Additionally, disulphide bonds contribute to the tertiary structure of proteins. However, it is only possible if cysteine is part of the same peptide chain, or subsidise to the quaternary structure of multi-unit proteins. It forms a strong covalent bond among different peptide chains. Furthermore, such chains of antibodies, be it heavy or light are kept together by disulphide bridges.
A practical example here is the curls of curly hair. They are a result of cysteine formation. Moreover, the chemical used for hair straightening is reductants. It reduces cysteine disulphide bridges and frees cysteine sulfhydryl groups. On the other hand, chemicals used for hair curling are oxidants. They oxidise cysteine sulfhydryl groups and creates cysteine disulphide bridges.
Thionyl chloride is an inorganic substance, and its chemical formula is SOCI2. This substance is colourless and moderately volatile, having an unpleasant, acrid smell. Moreover, this liquid is mainly used as a chlorinating reagent. Furthermore, it is toxic, and it reacts with water. Besides, it can be used to produce a chemical weapon, as it is listed under the Chemical Weapons Convention.

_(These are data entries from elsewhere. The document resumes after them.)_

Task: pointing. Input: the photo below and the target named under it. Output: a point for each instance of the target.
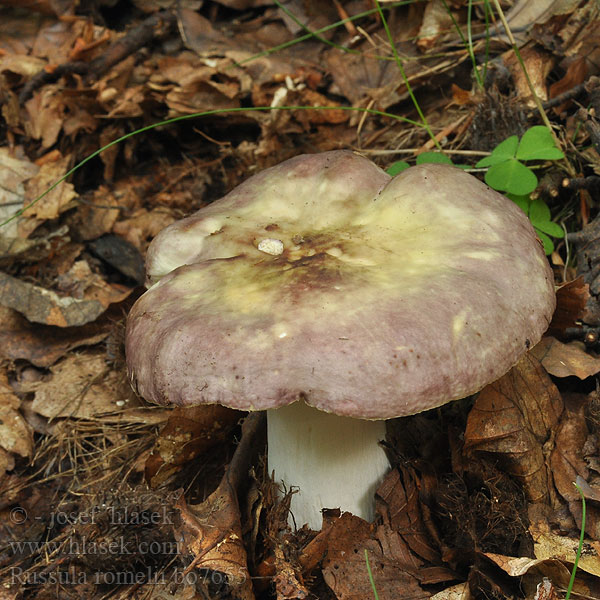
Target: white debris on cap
(271, 246)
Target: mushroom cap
(370, 296)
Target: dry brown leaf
(15, 170)
(143, 226)
(397, 501)
(571, 300)
(81, 386)
(345, 569)
(524, 14)
(188, 433)
(15, 433)
(212, 530)
(45, 112)
(437, 21)
(40, 305)
(567, 456)
(539, 64)
(576, 74)
(96, 218)
(548, 545)
(44, 345)
(456, 592)
(286, 582)
(57, 200)
(566, 360)
(514, 418)
(568, 462)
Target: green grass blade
(404, 77)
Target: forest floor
(103, 495)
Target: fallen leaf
(55, 201)
(43, 345)
(345, 567)
(80, 386)
(397, 501)
(97, 216)
(551, 546)
(566, 360)
(538, 63)
(514, 418)
(40, 305)
(456, 592)
(15, 434)
(286, 582)
(576, 74)
(437, 21)
(571, 301)
(212, 530)
(15, 170)
(188, 433)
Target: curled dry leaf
(566, 360)
(345, 570)
(568, 462)
(514, 418)
(55, 201)
(81, 386)
(188, 433)
(40, 305)
(437, 21)
(212, 530)
(571, 300)
(15, 170)
(286, 581)
(400, 507)
(15, 434)
(549, 546)
(538, 64)
(43, 345)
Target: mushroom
(334, 297)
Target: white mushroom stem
(336, 462)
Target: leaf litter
(119, 499)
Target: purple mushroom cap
(323, 278)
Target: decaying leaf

Notably, it is often confused with sulphuryl chloride (SO2Cl2). They are completely different compounds in term of their properties. Moreover, thionyl chloride can produce chloride ions, whereas sulphuryl chloride has chlorine.
Thiophene is a heterocyclic liquid, and its chemical formula is C4H4S. Moreover, this liquid has no colour and has a smell similar to benzene. Additionally, it consists of a planar five-membered ring and has an aroma, as suggested by various substitution reactions. Lastly, in most of its reactions, it shares a resemblance to benzene.

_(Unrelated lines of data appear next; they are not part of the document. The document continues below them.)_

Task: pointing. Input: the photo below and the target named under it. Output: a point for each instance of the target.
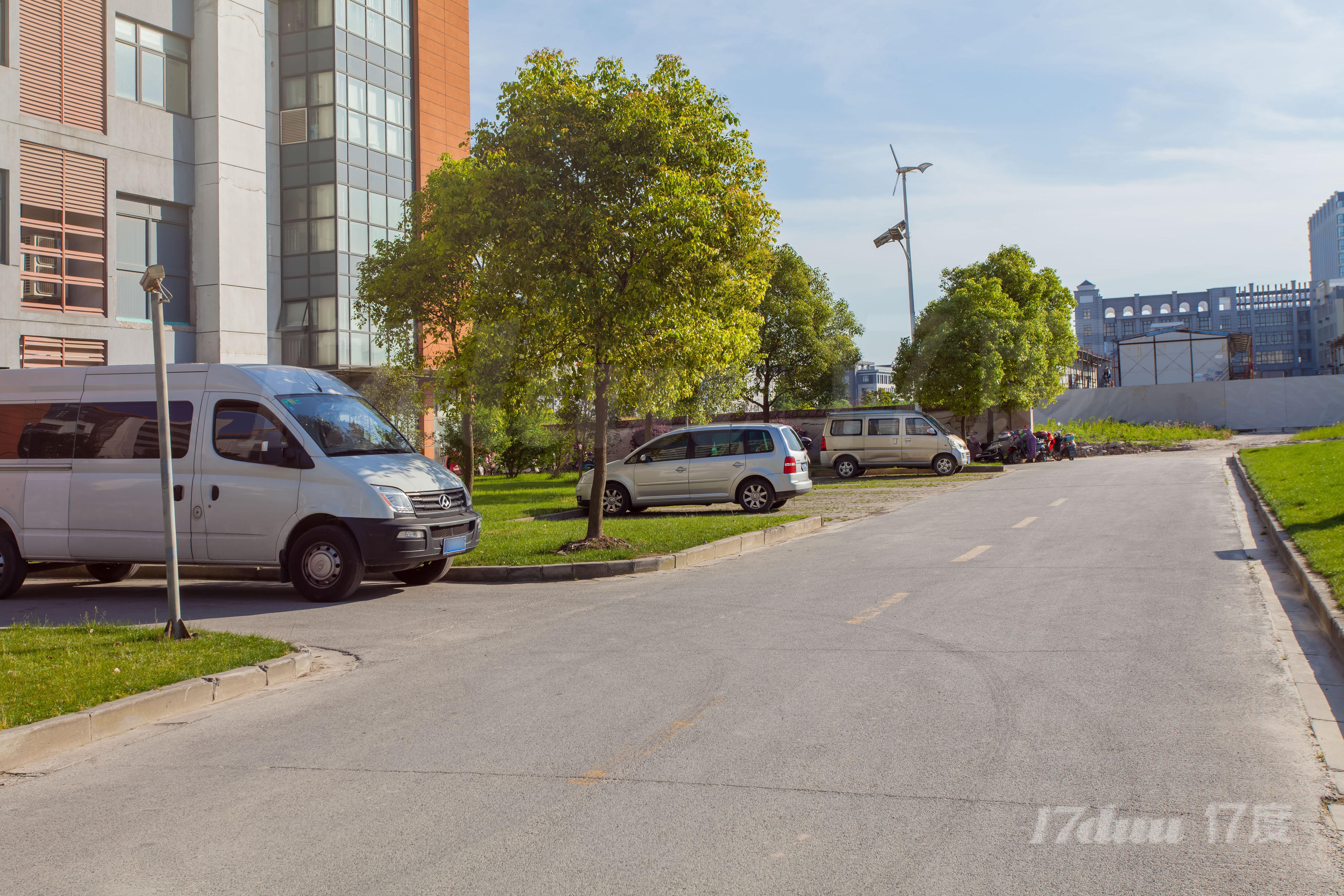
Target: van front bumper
(382, 546)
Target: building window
(152, 66)
(61, 44)
(151, 233)
(46, 351)
(62, 229)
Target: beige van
(855, 441)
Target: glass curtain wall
(343, 189)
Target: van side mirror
(296, 459)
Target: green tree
(1043, 340)
(956, 358)
(807, 339)
(635, 224)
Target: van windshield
(346, 425)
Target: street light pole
(152, 284)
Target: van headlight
(396, 499)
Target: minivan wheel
(944, 465)
(615, 499)
(14, 569)
(756, 496)
(326, 565)
(427, 573)
(112, 571)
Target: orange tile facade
(443, 111)
(443, 83)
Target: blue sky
(1146, 147)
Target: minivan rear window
(129, 431)
(38, 432)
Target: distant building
(868, 377)
(1279, 319)
(1326, 237)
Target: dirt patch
(600, 543)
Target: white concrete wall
(1296, 402)
(229, 242)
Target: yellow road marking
(878, 608)
(639, 751)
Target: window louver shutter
(62, 61)
(39, 58)
(294, 125)
(46, 351)
(39, 177)
(84, 53)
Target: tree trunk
(468, 448)
(601, 379)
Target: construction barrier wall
(1268, 405)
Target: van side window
(38, 432)
(717, 444)
(670, 448)
(759, 441)
(129, 431)
(251, 433)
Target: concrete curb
(25, 745)
(1316, 588)
(729, 547)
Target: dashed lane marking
(972, 554)
(878, 608)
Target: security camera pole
(154, 284)
(900, 233)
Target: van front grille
(451, 531)
(435, 503)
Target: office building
(1279, 319)
(257, 150)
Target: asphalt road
(857, 711)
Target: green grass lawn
(1304, 484)
(50, 671)
(1112, 431)
(503, 543)
(1322, 433)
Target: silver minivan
(273, 467)
(759, 465)
(857, 440)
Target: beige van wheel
(847, 468)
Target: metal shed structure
(1181, 355)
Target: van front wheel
(109, 573)
(14, 569)
(326, 565)
(427, 573)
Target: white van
(273, 467)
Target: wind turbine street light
(901, 233)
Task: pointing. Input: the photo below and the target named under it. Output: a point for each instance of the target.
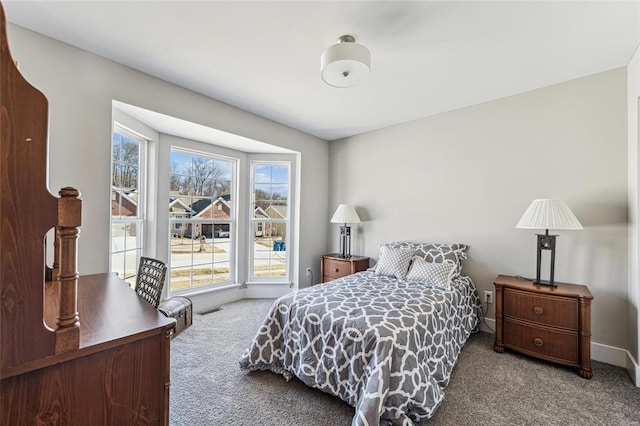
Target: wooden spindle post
(69, 219)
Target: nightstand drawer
(545, 343)
(336, 268)
(542, 309)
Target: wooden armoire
(74, 350)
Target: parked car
(222, 234)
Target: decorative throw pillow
(437, 274)
(394, 261)
(436, 253)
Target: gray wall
(633, 136)
(468, 176)
(81, 86)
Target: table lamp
(345, 214)
(548, 214)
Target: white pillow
(394, 261)
(438, 274)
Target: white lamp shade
(345, 64)
(345, 214)
(548, 214)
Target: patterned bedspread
(383, 345)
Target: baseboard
(633, 369)
(609, 354)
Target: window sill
(275, 283)
(205, 290)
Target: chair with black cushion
(150, 280)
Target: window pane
(270, 219)
(200, 188)
(180, 277)
(126, 225)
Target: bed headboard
(27, 212)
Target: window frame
(232, 223)
(140, 219)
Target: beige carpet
(486, 388)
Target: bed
(384, 340)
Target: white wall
(81, 86)
(468, 175)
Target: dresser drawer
(336, 268)
(542, 309)
(555, 345)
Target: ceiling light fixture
(345, 64)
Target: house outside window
(270, 220)
(201, 219)
(127, 202)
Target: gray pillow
(394, 261)
(435, 252)
(437, 274)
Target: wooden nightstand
(333, 266)
(550, 323)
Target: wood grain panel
(549, 310)
(551, 344)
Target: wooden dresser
(550, 323)
(333, 266)
(74, 350)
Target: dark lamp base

Thiol is undoubtedly a difficult topic, and students often struggle to comprehend its related concepts. However, this chapter is vital, and with guidance, they can easily prepare it. Consequently, our live classes conducted by subject experts from all over that country can help students to clear their queries, and prepare better for their exams. Now you can even download our Vedantu app for enhanced accessibility.
1. What Is A Thiol?
Thiol is an organic chemical compound with analogous features of alcohol and phenols. However, it has a sulphur atom instead of an oxygen atom. Besides, thiols are also known as mercaptans. They share the same molecular structure as alcohol.
2. What Is A Physical Property That Distinguishes Thiols?
One of the fundamental physical property that can aid an individual to distinguish thiols is its smell. Notably, the odour of thiols are sharp and has resemblance with garlic.
3. What Is Thionyl Chloride?
Thionyl chloride is an inorganic liquid, and its chemical formula is SOCI2. This element has no colour, and it is moderately volatile. Additionally, it has an unpleasant, acrid smell.
4. What Is Thiophene?
Thiophene is a heterocyclic substance. The chemical formula of this liquid is C4H4S. Moreover, it is colourless and smells like benzene.